Le ministre des Transports, Jean Ernest Massena Ngalle Bibehe, a proscrit les surcharges et prescrit un nombre limité des occupants des véhicules de transport en commun ; ce qui n’est pas allé sans entraîner la hausse vertigineuse des coûts de transport décidées d’autorité, sans « préavis » et en toute logique par les transporteurs, soucieux de « sécuriser » leurs recettes.

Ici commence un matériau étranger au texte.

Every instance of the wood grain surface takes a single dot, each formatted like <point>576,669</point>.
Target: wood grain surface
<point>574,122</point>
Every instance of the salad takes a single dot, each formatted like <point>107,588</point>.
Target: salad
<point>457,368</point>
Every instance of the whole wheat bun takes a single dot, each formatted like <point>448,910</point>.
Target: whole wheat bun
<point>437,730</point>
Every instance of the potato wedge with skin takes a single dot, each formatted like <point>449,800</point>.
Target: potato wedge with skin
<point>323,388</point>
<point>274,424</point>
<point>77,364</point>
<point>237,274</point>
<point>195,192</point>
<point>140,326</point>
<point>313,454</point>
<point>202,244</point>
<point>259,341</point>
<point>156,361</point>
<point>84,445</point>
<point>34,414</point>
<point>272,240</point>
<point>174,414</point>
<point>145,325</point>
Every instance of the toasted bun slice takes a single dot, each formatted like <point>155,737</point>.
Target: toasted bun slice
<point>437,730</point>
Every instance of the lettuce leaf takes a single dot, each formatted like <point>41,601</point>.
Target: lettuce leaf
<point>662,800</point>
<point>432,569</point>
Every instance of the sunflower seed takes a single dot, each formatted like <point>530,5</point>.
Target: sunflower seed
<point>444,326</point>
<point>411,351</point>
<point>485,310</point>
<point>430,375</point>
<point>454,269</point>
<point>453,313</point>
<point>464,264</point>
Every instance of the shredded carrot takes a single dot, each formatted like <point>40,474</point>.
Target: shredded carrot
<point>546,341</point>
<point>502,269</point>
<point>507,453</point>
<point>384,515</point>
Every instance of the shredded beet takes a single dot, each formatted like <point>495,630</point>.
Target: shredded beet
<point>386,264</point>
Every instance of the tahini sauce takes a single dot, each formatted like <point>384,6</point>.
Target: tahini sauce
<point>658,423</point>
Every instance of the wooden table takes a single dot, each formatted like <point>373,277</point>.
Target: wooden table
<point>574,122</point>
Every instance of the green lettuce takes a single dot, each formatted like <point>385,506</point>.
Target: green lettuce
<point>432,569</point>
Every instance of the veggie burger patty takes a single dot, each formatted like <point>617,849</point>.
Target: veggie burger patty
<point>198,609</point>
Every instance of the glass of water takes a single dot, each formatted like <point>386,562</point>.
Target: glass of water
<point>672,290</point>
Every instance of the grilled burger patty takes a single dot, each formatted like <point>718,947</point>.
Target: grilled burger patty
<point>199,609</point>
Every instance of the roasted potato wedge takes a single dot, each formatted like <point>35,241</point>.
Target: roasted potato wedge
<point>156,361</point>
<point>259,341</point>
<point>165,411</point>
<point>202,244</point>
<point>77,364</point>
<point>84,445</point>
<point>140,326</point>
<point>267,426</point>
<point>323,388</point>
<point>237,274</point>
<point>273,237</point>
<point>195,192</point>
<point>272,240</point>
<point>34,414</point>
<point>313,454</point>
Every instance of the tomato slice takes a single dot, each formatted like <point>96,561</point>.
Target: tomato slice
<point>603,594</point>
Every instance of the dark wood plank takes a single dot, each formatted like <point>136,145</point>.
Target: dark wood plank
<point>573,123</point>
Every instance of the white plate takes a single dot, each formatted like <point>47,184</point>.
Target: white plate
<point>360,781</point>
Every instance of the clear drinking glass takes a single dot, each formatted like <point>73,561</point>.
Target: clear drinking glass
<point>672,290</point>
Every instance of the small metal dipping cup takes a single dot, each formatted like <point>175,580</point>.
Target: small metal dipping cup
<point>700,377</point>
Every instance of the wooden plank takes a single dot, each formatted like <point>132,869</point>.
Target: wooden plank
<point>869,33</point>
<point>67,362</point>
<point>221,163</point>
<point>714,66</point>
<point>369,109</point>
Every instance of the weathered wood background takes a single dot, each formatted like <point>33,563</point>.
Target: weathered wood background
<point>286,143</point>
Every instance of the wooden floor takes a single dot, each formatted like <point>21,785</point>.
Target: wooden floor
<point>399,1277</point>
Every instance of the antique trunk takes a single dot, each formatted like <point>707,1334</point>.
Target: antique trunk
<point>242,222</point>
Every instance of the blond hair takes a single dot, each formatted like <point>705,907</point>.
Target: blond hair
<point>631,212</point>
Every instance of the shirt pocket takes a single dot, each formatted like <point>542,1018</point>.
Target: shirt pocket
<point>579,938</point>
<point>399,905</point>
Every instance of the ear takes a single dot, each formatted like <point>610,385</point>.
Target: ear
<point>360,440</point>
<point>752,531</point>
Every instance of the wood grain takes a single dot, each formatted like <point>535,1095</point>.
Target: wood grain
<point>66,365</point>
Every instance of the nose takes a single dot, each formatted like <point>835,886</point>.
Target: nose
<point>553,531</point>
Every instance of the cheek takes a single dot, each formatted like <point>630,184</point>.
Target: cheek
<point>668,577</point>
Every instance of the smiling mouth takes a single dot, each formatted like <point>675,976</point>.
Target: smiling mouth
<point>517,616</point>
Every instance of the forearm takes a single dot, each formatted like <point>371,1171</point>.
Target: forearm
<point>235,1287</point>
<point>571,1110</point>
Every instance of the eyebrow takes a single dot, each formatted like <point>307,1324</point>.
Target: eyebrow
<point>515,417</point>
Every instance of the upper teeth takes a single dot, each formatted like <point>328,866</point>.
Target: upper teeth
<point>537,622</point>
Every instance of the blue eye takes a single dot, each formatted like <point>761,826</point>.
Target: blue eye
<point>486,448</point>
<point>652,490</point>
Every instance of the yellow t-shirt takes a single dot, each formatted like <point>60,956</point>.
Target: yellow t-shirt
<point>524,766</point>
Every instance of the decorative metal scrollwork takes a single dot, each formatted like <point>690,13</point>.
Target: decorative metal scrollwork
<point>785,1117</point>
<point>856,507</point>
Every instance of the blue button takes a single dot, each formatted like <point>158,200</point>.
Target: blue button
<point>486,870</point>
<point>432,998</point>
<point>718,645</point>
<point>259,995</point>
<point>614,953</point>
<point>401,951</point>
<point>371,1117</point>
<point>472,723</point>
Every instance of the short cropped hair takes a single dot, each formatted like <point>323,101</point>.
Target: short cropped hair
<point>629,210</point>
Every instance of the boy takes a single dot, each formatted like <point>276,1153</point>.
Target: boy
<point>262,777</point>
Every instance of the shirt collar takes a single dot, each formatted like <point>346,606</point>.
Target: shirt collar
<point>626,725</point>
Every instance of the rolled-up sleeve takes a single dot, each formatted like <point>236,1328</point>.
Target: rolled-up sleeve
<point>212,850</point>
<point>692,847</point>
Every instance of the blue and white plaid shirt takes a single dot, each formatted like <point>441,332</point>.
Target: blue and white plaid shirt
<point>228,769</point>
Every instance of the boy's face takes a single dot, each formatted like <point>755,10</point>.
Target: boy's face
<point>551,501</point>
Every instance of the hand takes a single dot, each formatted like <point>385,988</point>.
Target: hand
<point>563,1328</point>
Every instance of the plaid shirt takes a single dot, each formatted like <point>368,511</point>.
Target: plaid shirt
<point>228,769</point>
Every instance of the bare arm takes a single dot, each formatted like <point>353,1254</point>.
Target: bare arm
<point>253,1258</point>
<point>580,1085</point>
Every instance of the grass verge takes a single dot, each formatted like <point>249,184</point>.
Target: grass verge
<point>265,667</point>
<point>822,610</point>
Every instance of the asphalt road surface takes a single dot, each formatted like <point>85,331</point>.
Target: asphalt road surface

Sans doute de telles mesures et actions ont-elles entrainé un renchérissement du coût de la vie, par effet mécanique surtout chez les agriculteurs partant des campagnes pour les agglomérations urbaines.
Le ministre de l’Éducation de base, Laurent Charles Etoundi Ngoa, y est allé de sa conception du télé-enseignement, en annonçant l’organisation, à l’intention des écoliers des classes d’examen relevant de cet ordre d’enseignement, des « cours audio télévisées sur la Cameroon Radio Television dans un pays où la « fracture sociale » ne garantit pas l’efficacité d’une telle mesure.
Quant à la Ministre de la Recherche scientifique et de l’innovation Madeleine Tchuente, elle a saisi l’occasion de cette lutte contre le coronavirus, pour mettre en scène et en exergue, ce qui, dans une authentique opération de relations publiques d’opportunité, aura été présenté comme la vitalité des travaux scientifiques menés notamment au sein de l’Institut de plantes médicinales …
La liste n’est pas exhaustive, loin s’en faut ! Et les évocations mobilisées ici sont assez brèves. Mais elles donnent des indications sur la manière dont le Gouvernement travaille à la mise en œuvre des 13 mesures présidentielles pour la lutte contre le coronavirus. On y note l’absence d’une figure centrale, qui ordonne et coordonne les initiatives, en assure la cohérence, l’intelligibilité globale, la mise en perspective, avec autorité, dans un souci de cohésion gouvernementale. Ce qui accentue l’impression de dispersion et de fragmentation ; le stakhanovisme affiché de certains membres du gouvernement contrastant singulièrement avec le silence, ou l’effacement d’autres…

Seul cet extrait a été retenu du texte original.